The industry and state petitioners argue that EPA’s interpretation was unreasonable because “in considering whether it is appropriate to impose regulation, a reasonable person would consider both the pros and cons — in other words, the benefits and costs — of regulation.” They invoke the New Oxford American Dictionary (2nd edition) definition of “appropriate” as something that is “suitable or proper under the circumstances.”
Whether regulation is suitable and proper, of course, depends on the nature of the regulation and the circumstances surrounding the decision. The Supreme Court has already held in Whitman v. American Trucking Association that EPA may not consider the cost of regulation in promulgating national ambient air quality standards. So it is clear that in some circumstances addressed by the Clean Air Act, it is appropriate for EPA not to consider costs when promulgating rules.

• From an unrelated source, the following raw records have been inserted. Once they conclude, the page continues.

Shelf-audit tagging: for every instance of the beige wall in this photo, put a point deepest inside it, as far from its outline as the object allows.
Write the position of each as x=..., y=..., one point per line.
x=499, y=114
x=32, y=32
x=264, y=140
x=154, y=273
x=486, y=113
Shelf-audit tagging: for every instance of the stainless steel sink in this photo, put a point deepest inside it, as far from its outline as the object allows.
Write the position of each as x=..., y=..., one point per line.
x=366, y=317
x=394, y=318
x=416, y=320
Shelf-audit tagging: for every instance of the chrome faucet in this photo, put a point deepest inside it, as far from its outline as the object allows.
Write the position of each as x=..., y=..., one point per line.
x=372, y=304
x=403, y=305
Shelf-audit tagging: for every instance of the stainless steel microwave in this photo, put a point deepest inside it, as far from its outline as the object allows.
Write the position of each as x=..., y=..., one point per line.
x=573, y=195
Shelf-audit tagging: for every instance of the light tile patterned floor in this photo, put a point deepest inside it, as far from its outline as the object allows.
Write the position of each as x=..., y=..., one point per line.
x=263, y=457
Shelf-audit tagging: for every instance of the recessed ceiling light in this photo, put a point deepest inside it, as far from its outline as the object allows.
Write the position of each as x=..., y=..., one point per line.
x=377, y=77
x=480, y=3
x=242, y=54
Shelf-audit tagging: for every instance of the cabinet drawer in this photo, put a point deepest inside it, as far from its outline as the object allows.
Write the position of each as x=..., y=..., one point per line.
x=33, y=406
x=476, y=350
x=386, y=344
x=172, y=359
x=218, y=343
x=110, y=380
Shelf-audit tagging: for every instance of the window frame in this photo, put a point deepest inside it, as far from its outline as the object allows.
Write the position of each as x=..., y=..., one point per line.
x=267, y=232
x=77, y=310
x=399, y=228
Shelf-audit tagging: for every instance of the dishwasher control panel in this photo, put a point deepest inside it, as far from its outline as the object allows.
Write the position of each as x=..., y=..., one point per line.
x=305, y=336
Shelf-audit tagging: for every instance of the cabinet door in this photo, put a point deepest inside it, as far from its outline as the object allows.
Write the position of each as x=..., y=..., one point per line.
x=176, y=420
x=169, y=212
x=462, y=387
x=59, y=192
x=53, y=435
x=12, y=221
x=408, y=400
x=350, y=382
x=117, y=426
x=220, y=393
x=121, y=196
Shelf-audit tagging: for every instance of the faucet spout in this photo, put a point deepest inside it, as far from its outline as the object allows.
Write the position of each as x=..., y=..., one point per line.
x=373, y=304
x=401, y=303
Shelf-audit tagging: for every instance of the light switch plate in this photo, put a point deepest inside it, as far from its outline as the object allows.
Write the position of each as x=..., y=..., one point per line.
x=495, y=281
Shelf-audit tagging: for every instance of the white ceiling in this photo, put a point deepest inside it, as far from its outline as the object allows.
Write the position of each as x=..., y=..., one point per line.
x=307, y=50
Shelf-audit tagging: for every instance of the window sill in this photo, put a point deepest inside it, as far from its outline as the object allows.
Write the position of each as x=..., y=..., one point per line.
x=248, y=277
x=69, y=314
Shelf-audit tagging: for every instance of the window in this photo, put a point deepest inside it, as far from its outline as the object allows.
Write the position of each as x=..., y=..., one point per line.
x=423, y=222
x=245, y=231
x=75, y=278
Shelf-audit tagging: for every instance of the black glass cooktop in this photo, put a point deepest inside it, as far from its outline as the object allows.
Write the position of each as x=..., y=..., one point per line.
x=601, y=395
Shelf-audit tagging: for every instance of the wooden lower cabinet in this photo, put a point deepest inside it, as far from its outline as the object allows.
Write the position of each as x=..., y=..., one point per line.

EPA takes the position that while costs are certainly a relevant consideration in determining the stringency of the regulatory requirements that the agency may impose on an industry, they are not relevant to the threshold determination of whether to subject the industry to the statute’s regulatory requirements in the first place. Since the purpose of the Clean Air Act is to protect public health and the environment, the decision whether it is appropriate to regulate hazardous air pollutants from an industry should turn on whether emissions from sources in the industry are likely to endanger public health or the environment. And the industry and state petitioners do not suggest that mercury emissions from power plants do not endanger public health.
How the Supreme Court resolves this dispute will depend to a large degree on the fidelity it pays to so-called Chevron deference.
Justice Scalia likes to resolve statutory interpretational disputes at the first step of the Chevron analysis by reference to dictionary definitions of statutory language. But he will be hard-pressed to find a dictionary definition under which the meaning of “appropriate” is unambiguous. Certainly the New Oxford American Dictionary definition quoted above does not clear up the ambiguity. It simply substitutes two equally ambiguous terms “suitable” and “proper” and makes reference to the circumstances.
All of the parties appear to agree that the Justices will look to the “reasonableness” of the agency’s analysis under the second step of the Chevron analysis. Like “appropriate,” the word “reasonable” is laden with ambiguity, and the “reasonableness” test is highly subjective.
It might be difficult for some Justices to avoid allowing their decision to turn on their views as to whether regulating hazardous air pollutant emissions from power plants represents good public policy. But proper respect for the role of the judiciary in administrative law requires that they resist that temptation and focus exclusively on the agency’s rationale for concluding that regulating hazardous power plant emissions is appropriate.
Given the large risks that mercury emissions from power plants pose to women, children and fetuses, it is hard to see how a Justice who has put his or her own policy preferences to the side could conclude that EPA’s “appropriateness” finding was unreasonable.
In the next few days, we shall learn whether the Chevron doctrine is a meaningful constraint on the exercise of judicial power or is merely a charade that cloaks judicial activism.